7. The rotary transformer of claim 6,

the stator device and the rotor device further comprise a plurality of segmented windings and segmented rotor cores which are respectively arranged in the first hollow cavity and the second hollow cavity, at least one first telescopic piece is arranged on each split stator ring body, and at least one second telescopic piece is arranged on each split rotor ring body;

the rotary transformer further comprises a control device, and the control device is electrically connected with each first telescopic piece and each second telescopic piece to control the movement of the first telescopic piece and the second telescopic piece;

after the diameter of the moving inner ring is adjusted, the control device controls every two adjacent first telescopic pieces to move so as to clamp and fix a block winding between the first telescopic pieces, and further adjusts the radial position of each block winding relative to the moving inner ring;

after the diameter of the movable outer ring is adjusted, the control device controls the second telescopic pieces which are adjacent to each other to move so as to clamp and fix the block rotor iron core between the second telescopic pieces, and further the radial position of the block rotor iron core to the movable outer ring is adjusted.

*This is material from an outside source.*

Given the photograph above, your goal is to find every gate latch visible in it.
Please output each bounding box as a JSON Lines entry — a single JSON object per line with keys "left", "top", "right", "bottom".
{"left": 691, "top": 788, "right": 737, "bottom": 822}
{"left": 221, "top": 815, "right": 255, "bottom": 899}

8. The rotary transformer of claim 6,

at least one leading-out hole is formed in each split stator ring body and each split rotor ring body, and the control device is electrically connected with the corresponding first telescopic piece or the corresponding second telescopic piece through signal wires passing through each leading-out hole.

9. The rotary transformer of claim 6,

and the diameter of the movable inner circular ring is correspondingly adjusted according to the adjusted diameter of the movable outer circular ring.

10. A new energy automobile motor, which comprises a driving shaft, and is characterized by further comprising a rotary transformer according to any one of claims 1 to 9, wherein the driving shaft is sleeved with the inner surface of the movable outer circular ring.